Stefania Bonaldi, primo cittadino del centro in provincia di Cremona, ha infatti annunciato in Consiglio Comunale di aver ricevuto un avviso di garanzia in merito alla faccenda delle dita schiacciate, senza nascondere sia l’avvilimento per la vicenda sia la rabbia per l’assurdità della situazione in cui si trova.

A seguito della sua dichiarazione, l’associazione dei sindaci guidata da Antonio Decaro è tornata a farsi sentire per la seconda volta in poche settimane (precedentemente lo aveva fatto per la condanna di un anno e sei mesi inflitta a Chiara Appendino per i fatti di piazza San Carlo del 2017), invocando maggiori tutele legali e una ridefinizione del concetto di responsabilità omissiva, secondo il quale non prendere tutte le precauzioni possibili affinché un evento non si verifichi equivale a cagionarlo.

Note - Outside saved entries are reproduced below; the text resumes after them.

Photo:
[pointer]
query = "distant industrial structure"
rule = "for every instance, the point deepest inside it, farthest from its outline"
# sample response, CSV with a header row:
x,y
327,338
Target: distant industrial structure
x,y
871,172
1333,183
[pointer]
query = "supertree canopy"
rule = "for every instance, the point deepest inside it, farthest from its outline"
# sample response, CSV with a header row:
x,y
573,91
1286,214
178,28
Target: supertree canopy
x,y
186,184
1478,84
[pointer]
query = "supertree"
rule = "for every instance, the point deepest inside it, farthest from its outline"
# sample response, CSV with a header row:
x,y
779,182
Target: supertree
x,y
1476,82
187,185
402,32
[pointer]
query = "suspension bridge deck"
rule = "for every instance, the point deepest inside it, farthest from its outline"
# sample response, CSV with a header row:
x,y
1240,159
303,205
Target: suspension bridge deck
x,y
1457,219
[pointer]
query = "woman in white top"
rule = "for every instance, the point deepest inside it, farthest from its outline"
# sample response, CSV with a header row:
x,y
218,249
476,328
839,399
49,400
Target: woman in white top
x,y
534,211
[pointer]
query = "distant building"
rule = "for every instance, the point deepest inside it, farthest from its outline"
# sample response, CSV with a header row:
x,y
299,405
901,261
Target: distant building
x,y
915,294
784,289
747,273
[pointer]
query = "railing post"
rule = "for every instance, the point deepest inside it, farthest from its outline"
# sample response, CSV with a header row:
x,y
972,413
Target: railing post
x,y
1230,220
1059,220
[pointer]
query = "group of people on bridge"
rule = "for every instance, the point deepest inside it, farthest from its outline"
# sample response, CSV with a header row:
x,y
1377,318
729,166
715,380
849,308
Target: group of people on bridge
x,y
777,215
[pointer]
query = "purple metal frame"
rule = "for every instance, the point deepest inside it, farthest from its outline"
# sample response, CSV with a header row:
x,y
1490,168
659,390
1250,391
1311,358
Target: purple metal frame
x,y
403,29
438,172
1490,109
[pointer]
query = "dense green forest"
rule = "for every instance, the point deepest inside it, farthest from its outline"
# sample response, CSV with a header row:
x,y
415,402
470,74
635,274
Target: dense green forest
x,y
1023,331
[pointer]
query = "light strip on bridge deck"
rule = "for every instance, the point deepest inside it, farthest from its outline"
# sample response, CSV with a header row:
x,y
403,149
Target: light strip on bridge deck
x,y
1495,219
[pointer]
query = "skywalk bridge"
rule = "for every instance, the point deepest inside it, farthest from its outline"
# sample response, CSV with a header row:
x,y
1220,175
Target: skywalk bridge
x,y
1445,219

Tuttavia, tale definizione è fallace, in quanto a evento avvenuto è sempre possibile rilevare qualcosa che poteva essere predetto e profilare una responsabilità omissiva di qualche tipo. Spesso ciò avviene in modo pienamente discrezionale da parte del magistrato incaricato, in quanto non esistono tabelle o criteri certi che fungano da linea di confine tra il razionalmente prevedibile e la sfera di cristallo.

Nel caso Appendino, ad esempio, secondo l’accusa il Comune avrebbe dovuto annullare la proiezione calcolando il rischio dell’uso, fino a quel momento inedito, dello spray urticante da parte dei rapinatori e il conseguente panico generale, mentre Bonaldi avrebbe dovuto vigilare su ogni cardine di ogni porta di ogni edificio comunale, magari ispezionandole di notte. Contestualmente, tuttavia, se un’impresa privata lucra per decenni su una concessione pubblica e taglia sulla manutenzione fino a quando crolla un ponte e ci rimangono secche decine di persone, la faccenda cade nel vuoto ed essa si ritrova pure due miliardi e mezzo di buonuscita.

A questo punto, appare chiaro perché in Italia si trovano sempre meno persone disposte a caricarsi la fascia di primo cittadino sulle spalle. Come dar loro torto: sebbene foriero di onori e privilegi, quasi nessuno sarebbe entusiasta di ricoprire un ruolo che comporta il rischio d’arresto a ogni soffio di vento.